Note: This code often (but not always) produces the following error when attempting to save the PNG-based map:
ValueError: Transform failed with error code 525: Map error.
This only seems to occur when attempting to save tile-based maps with labels. There has been some discussion of this error online, but I wasn’t able to find a solution. (However, I found at one point that, after exiting and restarting JupyterLab, the error message disappeared and I was able to save the PNG copy of the map successfully.)
If you need to save a PNG version of a labeled choropleth map and are getting this error on your end also, consider using gen_choropleth()
rather than gen_choropleth_map()
. You should able to create a PNG file via Selenium (see the Folium mapping sections for relevant code). (If you don’t need to automate this step, you could of course also just open up the map in a web browser, then generate a screenshot yourself.)
options_dict_list = [{'zoom':4.3, 'save_static':False,
'save_html':True, 'title':''},
{'zoom':5.4, 'save_html':False, 'save_static':True,
'title':f'Population % Change by \
State from {year_range_start} to {year_range_end}'}]
filename = f'state_pop_pct_growth_{year_range_start}\
-{year_range_end}_tiled'
for options_dict in options_dict_list:
try:
gdf = gen_choropleth_map(
original_gdf=gdf_states_and_growth_stats_for_tiled_maps,
geojson_col='geometry',
location_name_col='State',
data_col=data_col, extra_hover_cols=extra_hover_data,
color_continuous_scale=custom_color_scale,
title=options_dict['title'],
colormap_type='percentile',
colorscale_tick_count=10,
tick_round_value=2,
label_round_value = 1,
revise_state_label_points = True,
static_file_folder=static_file_folder,
html_file_folder=html_file_folder,
filename=filename,
custom_colorbar_title='% Change',
add_labels=True,
zoom=options_dict['zoom'],
save_static = options_dict['save_static'],
save_html = options_dict['save_html'])
except:
print("Failed to generate map. (This happens at times when \
attempting to save screenshots of tiled choropleth maps with labels; \
I'm not sure why.)")
# If the function failed to save the PNG-optimized map, the copy shown
# below will be a previously-generated one.
wadi(fig, static_file_folder+'/'+filename, generate_image = False,
display_type=display_type)
Saving GeoDataFrames#
If you need to reuse a GeoDataFrame in another script, you can save it as a .json file via Geopandas’ to_file()
function. (This function’s documentation page is located at https://geopandas.org/en/v0.14.4/docs/reference/api/geopandas.GeoDataFrame.to_file.html .)
Here’s an example of this function in use:
gdf_states_and_growth_stats[[
'State', '2011-2021 Total_Pop % Change',
'geometry']].to_file(
'states_and_growth_stats_subset.geojson')
(This file can then get read back into a GeoDataFrame via Geopandas’ read_file()
function.)
That’s it for this notebook!

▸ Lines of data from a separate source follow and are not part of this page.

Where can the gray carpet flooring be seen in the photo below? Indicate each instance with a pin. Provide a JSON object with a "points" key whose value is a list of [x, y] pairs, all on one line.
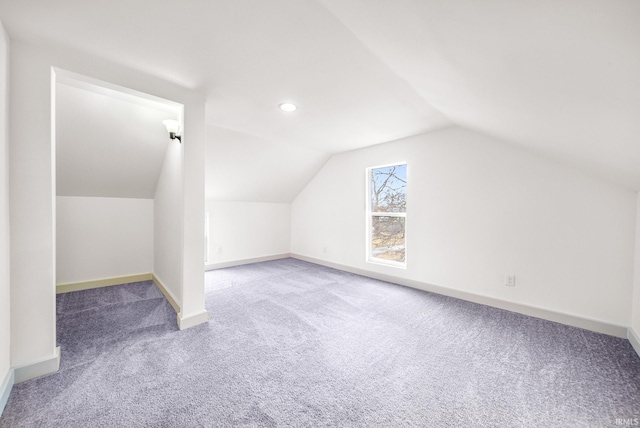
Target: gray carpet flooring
{"points": [[292, 344]]}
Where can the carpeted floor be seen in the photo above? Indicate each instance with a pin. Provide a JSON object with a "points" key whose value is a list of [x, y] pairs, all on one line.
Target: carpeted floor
{"points": [[295, 344]]}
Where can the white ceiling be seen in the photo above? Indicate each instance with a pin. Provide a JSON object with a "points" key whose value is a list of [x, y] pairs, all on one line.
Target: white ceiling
{"points": [[557, 77], [108, 144]]}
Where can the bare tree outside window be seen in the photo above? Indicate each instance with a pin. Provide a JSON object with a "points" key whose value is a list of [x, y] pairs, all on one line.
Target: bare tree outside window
{"points": [[387, 213]]}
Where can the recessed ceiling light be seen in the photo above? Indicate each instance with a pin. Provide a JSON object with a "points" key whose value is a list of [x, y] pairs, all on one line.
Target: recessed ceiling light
{"points": [[288, 107]]}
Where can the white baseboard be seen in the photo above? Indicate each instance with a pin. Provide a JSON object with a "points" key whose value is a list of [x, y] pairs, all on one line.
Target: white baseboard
{"points": [[173, 301], [634, 339], [5, 389], [537, 312], [192, 320], [38, 368], [221, 265], [105, 282]]}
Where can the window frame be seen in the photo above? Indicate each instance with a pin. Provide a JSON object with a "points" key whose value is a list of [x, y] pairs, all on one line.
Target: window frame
{"points": [[369, 258]]}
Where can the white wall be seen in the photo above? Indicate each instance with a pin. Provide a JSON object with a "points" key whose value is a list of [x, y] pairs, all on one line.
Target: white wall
{"points": [[635, 301], [168, 217], [247, 230], [32, 182], [98, 238], [479, 209], [5, 319]]}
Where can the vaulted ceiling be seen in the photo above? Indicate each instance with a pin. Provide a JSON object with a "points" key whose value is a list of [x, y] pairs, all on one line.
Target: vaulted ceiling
{"points": [[559, 78]]}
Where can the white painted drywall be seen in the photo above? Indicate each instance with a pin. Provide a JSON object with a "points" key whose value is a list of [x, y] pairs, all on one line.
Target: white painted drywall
{"points": [[32, 206], [32, 196], [246, 230], [168, 217], [635, 300], [478, 209], [99, 238], [5, 299]]}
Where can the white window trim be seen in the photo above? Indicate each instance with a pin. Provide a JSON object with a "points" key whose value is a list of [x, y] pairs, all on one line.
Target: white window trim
{"points": [[369, 214]]}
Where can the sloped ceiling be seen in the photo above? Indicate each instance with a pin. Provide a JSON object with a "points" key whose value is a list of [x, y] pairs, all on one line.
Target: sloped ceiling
{"points": [[559, 78], [108, 144]]}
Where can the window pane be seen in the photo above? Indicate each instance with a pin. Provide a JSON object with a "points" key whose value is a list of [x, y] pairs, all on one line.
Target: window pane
{"points": [[387, 238], [389, 189]]}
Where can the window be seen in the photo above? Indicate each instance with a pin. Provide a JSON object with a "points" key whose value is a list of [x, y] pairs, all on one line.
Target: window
{"points": [[386, 214]]}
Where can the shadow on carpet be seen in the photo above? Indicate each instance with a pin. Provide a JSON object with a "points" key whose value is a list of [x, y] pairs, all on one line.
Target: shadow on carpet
{"points": [[291, 343]]}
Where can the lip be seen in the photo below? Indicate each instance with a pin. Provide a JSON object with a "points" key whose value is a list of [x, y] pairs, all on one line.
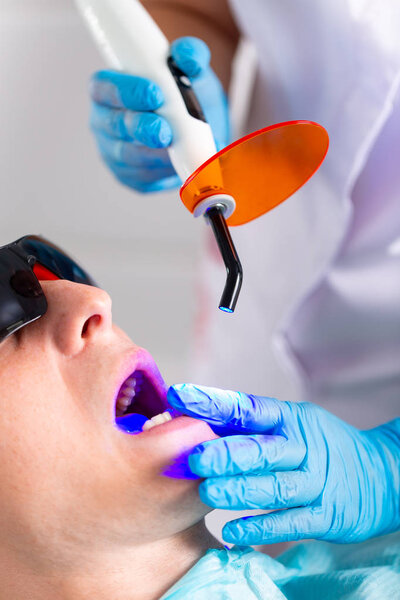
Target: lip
{"points": [[141, 360]]}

We could have covered other map types as well, such as ones that show individual points, but the lessons that you’ve learned here–and the source code in ‘plotly_choropleth_map_functions.py’–should prove useful for all sorts of visualization projects.
end_time = time.time()
run_time = end_time - start_time
print(f"Finished running script in {round(run_time, 3)} seconds.")
Finished running script in 73.254 seconds.